What GLP-1 Drugs Actually Do (and Don't) to Your Body
What they change, what they don't, and why Sections 1 and 2 still apply
GLP-1 drugs (semaglutide, liraglutide, tirzepatide) mimic GLP-1 (glucagon-like peptide-1), a gut hormone that slows digestion and signals fullness to the brain[35], cutting appetite far more than the body's own version of it does. The results are real: roughly 15% body weight loss over 68 weeks with semaglutide[36] and over 20% with tirzepatide[37] — well beyond what diet alone usually achieves. What they don't do is change how your body splits that weight loss between fat and muscle. Studies show a meaningful chunk of it — commonly a quarter to two-fifths — is lean mass, not fat[38]. That's the same problem any aggressive deficit causes (Section 1); it's just arrived at through a smaller appetite instead of a smaller plate.
The fix is the same one this guide already gives: protein (Section 2) and resistance training, both more important here, not less, since appetite suppression often produces a bigger deficit than someone would otherwise choose. The catch is practical — a smaller appetite leaves less room to hit a protein target, so put protein on the plate first and treat everything else as what's left over.
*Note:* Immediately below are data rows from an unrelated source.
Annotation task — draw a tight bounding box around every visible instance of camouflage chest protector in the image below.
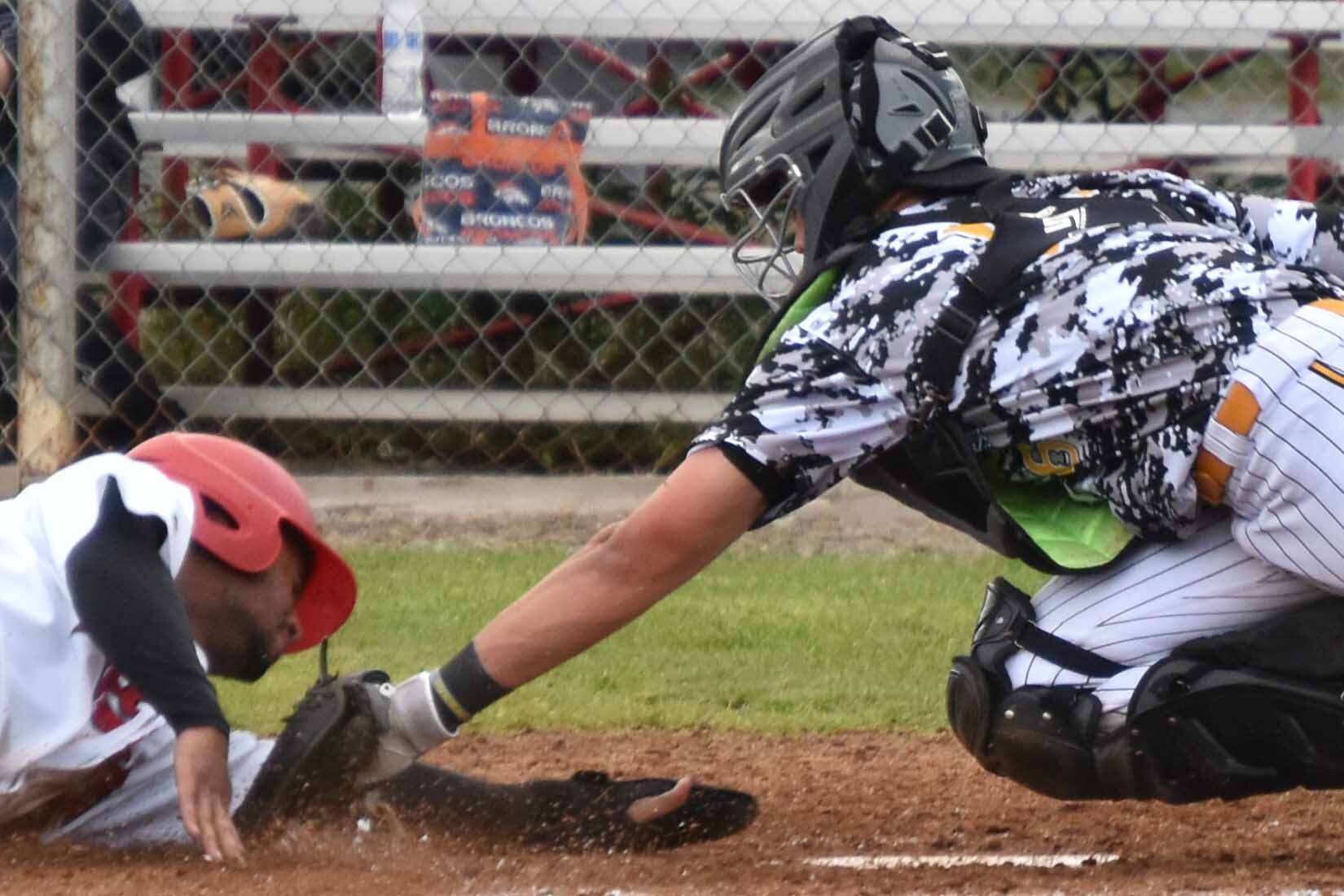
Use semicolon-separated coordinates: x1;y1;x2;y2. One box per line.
758;176;1188;573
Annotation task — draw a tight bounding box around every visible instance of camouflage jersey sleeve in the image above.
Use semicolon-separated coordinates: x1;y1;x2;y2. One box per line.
1227;193;1344;277
691;226;976;526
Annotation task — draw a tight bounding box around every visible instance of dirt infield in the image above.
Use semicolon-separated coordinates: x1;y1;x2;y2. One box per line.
0;481;1344;896
0;732;1344;896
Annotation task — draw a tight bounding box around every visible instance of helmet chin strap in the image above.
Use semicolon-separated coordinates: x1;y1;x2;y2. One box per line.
723;156;804;308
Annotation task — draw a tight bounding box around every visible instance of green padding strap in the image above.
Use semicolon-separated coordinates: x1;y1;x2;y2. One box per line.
993;481;1135;569
757;267;840;364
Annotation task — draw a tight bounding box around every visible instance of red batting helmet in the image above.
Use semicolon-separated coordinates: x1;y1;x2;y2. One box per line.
130;433;356;652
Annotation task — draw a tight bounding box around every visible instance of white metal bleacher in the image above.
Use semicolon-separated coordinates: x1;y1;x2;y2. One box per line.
102;0;1344;422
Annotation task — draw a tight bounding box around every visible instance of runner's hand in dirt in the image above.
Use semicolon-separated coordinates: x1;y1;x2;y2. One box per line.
625;778;691;825
173;726;244;861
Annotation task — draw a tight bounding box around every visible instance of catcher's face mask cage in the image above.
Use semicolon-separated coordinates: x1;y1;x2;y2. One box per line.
719;16;999;298
722;156;805;308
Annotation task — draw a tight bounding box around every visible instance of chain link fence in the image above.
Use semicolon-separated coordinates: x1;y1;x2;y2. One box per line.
0;0;1344;473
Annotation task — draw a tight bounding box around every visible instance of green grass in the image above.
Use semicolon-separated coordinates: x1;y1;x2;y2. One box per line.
221;550;1042;732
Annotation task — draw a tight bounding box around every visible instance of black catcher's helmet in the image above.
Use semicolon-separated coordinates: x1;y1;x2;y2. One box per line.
719;16;1001;300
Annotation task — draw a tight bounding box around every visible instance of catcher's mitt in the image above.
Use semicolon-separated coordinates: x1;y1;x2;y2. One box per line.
234;664;393;832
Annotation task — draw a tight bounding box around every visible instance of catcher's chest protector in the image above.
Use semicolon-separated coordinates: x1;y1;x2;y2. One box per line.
758;178;1188;573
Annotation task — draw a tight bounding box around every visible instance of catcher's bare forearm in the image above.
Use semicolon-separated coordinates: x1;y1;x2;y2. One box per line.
362;449;766;783
474;449;765;687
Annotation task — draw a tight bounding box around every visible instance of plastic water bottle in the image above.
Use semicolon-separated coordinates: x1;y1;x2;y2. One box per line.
382;0;424;116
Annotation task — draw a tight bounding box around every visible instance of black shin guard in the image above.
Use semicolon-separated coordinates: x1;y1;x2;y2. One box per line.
947;579;1108;799
1096;657;1344;803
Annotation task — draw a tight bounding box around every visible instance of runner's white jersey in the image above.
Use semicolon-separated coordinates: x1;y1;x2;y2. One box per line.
0;454;200;821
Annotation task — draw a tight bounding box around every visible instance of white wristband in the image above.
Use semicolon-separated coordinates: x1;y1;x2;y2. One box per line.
389;672;457;753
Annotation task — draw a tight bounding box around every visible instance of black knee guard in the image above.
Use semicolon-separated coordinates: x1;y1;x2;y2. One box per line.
947;579;1106;799
1096;657;1344;803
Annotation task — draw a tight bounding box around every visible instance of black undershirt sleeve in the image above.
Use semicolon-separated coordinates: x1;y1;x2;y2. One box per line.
66;480;229;735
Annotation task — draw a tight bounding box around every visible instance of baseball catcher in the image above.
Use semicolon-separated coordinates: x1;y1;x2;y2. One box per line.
341;16;1344;802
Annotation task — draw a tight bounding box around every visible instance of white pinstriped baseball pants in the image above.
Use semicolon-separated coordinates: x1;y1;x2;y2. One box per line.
1007;300;1344;730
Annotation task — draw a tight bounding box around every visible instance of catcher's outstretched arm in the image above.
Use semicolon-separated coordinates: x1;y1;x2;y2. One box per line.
370;763;757;850
474;449;766;687
360;447;766;783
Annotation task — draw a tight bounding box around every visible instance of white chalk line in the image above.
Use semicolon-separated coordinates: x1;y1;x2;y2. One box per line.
802;853;1119;871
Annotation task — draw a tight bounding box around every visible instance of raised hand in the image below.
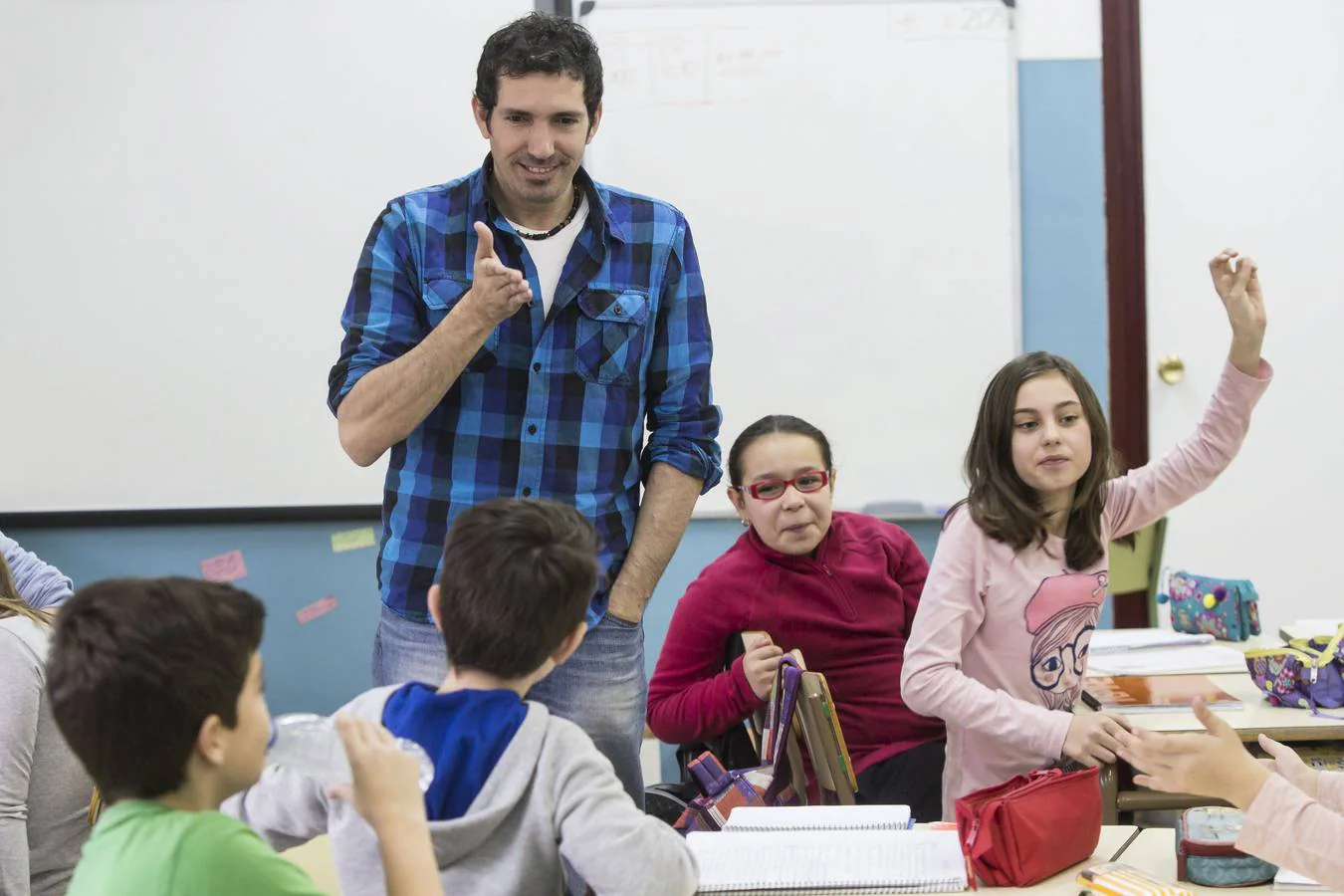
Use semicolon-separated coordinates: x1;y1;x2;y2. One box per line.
330;713;426;830
742;633;784;700
462;222;533;328
1209;249;1266;376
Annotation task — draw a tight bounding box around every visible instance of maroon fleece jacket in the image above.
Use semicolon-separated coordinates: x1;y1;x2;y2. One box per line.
649;512;946;773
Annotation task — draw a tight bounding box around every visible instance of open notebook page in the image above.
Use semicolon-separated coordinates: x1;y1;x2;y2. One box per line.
686;830;967;893
723;806;910;831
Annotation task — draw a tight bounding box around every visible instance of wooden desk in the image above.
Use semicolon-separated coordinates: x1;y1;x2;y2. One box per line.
980;824;1139;896
1074;673;1344;824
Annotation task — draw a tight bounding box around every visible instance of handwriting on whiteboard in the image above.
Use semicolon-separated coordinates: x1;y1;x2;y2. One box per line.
599;0;1010;108
602;27;802;107
887;0;1012;40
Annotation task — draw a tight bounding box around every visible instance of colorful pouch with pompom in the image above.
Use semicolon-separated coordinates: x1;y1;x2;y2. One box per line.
1157;570;1260;641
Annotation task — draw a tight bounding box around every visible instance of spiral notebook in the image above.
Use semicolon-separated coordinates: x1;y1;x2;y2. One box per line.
723;806;914;831
686;832;967;896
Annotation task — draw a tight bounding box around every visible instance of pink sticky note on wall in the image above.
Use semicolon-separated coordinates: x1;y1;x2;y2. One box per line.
200;551;247;581
295;593;336;624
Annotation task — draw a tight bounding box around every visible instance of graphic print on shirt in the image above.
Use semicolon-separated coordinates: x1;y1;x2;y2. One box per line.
1025;572;1106;709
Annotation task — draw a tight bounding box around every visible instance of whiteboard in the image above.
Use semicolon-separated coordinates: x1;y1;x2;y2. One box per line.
0;0;534;512
583;0;1020;515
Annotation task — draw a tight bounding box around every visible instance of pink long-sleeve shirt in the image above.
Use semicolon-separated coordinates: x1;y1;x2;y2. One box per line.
901;361;1271;820
1236;772;1344;892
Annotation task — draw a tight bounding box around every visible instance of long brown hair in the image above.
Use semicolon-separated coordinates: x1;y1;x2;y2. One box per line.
945;352;1116;569
0;557;51;624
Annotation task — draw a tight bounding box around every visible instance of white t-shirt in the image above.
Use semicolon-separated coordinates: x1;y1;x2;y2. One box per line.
510;193;587;316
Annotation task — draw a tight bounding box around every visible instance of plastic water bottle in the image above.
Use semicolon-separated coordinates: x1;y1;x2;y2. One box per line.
266;712;434;789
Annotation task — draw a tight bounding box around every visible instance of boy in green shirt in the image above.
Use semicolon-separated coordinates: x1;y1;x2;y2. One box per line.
47;577;441;896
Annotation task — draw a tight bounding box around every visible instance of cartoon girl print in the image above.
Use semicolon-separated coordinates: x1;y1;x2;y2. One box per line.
1025;572;1107;709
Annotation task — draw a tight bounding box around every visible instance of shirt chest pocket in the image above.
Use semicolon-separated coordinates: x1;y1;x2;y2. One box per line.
573;289;652;385
421;272;500;373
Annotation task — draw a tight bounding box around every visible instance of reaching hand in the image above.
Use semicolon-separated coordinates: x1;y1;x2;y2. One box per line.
1259;735;1321;799
331;713;427;830
1064;712;1130;766
742;633;784;700
1120;697;1270;808
1209;249;1266;374
462;222;533;328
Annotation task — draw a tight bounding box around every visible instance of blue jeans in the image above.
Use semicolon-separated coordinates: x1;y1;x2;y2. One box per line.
373;607;649;808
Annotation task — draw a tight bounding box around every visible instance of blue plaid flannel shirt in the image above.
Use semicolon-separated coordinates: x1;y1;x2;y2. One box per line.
328;160;722;624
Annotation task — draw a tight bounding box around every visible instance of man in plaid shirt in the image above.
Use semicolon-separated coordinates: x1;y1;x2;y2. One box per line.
328;8;721;804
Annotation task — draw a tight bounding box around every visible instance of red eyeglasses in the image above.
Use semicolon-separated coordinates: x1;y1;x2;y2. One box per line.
733;470;830;501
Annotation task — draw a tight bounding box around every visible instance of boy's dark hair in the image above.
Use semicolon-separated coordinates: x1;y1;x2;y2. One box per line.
47;577;266;802
476;12;602;129
944;352;1116;569
729;414;833;488
438;499;598;678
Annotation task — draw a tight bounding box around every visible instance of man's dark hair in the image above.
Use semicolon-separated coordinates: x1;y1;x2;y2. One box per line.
47;577;266;802
476;12;602;129
438;499;598;678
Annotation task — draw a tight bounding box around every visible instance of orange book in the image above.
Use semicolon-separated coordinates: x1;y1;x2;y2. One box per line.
1083;676;1241;712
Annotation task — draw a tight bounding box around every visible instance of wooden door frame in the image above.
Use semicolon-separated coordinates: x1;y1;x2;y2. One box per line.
1099;0;1148;628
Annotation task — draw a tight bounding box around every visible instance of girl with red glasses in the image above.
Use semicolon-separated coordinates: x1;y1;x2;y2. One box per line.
648;415;946;820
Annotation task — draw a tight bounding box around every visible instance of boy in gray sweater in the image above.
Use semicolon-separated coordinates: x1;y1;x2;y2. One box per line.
223;499;698;896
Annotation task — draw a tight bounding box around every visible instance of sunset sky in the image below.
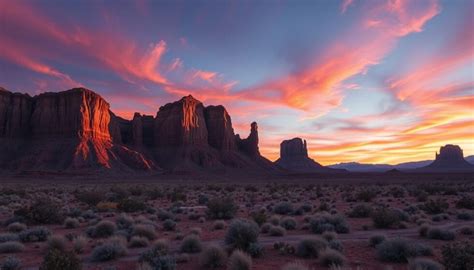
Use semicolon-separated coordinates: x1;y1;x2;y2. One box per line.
0;0;474;165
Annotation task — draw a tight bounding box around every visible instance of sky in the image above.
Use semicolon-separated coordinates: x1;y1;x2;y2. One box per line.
0;0;474;165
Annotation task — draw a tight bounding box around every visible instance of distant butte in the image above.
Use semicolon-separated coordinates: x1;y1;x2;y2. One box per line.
0;88;275;172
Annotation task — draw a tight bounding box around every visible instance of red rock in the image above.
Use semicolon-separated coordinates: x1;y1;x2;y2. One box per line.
204;106;237;151
154;95;208;147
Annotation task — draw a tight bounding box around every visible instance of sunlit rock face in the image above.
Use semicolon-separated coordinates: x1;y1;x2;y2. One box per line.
154;96;208;147
0;88;153;170
417;144;474;172
0;88;274;171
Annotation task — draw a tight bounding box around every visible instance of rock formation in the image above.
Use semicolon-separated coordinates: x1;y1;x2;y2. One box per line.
0;88;274;174
417;144;474;172
0;88;154;170
275;138;338;173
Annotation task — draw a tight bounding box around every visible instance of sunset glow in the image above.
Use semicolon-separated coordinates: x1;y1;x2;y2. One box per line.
0;0;474;165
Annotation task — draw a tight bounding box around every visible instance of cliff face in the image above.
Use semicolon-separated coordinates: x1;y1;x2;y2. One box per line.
417;144;474;172
0;88;272;174
0;88;153;170
275;138;338;173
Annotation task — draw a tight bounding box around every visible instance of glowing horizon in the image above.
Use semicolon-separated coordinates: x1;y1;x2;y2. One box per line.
0;0;474;165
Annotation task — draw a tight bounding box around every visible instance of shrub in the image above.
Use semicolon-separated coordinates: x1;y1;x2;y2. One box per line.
19;227;51;242
309;215;350;234
269;226;286;236
426;228;455;241
280;217;296;230
91;240;127;262
199;245;227;269
128;236;150;248
296;238;327;258
227;250;252;270
212;220;226;230
7;222;26;232
320;249;346;267
0;233;20;243
48;234;67;251
225;219;259;250
64;218;80;229
420;199;449;215
117;198;146;213
0;256;21;270
273;202;293;215
132;224;156;240
0;241;25;254
88;220;117;238
441;241;474;270
369;234;387;247
180;235;202;253
40;249;82;270
281;262;309;270
163;219;176;231
14;198;63;224
206;197;238;219
347;204;373;218
247;243;264;258
372;207;401;229
408;258;444;270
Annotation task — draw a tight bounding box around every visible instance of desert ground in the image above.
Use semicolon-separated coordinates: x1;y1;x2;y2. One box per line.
0;173;474;270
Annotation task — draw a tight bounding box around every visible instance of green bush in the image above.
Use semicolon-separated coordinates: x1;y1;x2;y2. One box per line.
441;241;474;270
199;245;227;269
296;238;327;258
227;250;252;270
206;197;238;219
40;249;82;270
225;219;260;250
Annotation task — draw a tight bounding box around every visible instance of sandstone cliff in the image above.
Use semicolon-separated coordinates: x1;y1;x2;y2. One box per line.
275;138;338;173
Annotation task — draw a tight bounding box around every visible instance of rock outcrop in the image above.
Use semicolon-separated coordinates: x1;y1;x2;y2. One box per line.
417;144;474;172
275;138;338;173
0;88;154;170
0;88;275;174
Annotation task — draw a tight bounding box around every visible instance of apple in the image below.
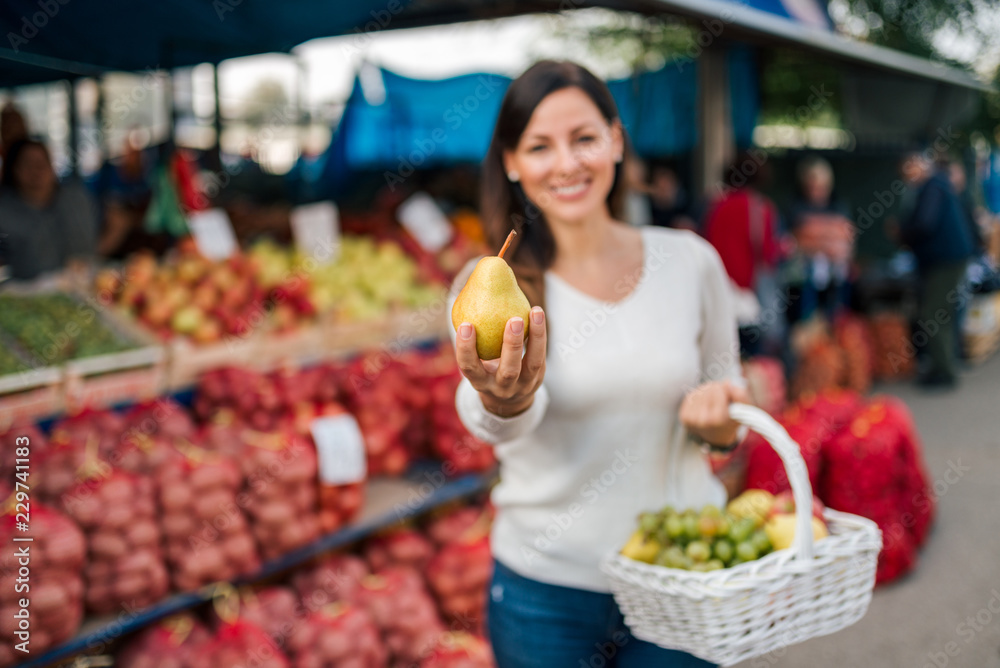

Nausea and reduced appetite for large meals are common, especially early on[36][37], and can squeeze fibre and micronutrients (Sections 3 and 6) the same way they squeeze protein — worth watching, not ignoring.
What this means in practice
These medications are a genuinely powerful tool for reducing intake, not a replacement for the principles elsewhere in this guide. If you're using one, the priority shifts slightly rather than changing entirely: protein first at every meal, resistance training maintained rather than dropped, and food choices that pack more nutrition into a smaller volume, since that volume is now the binding constraint.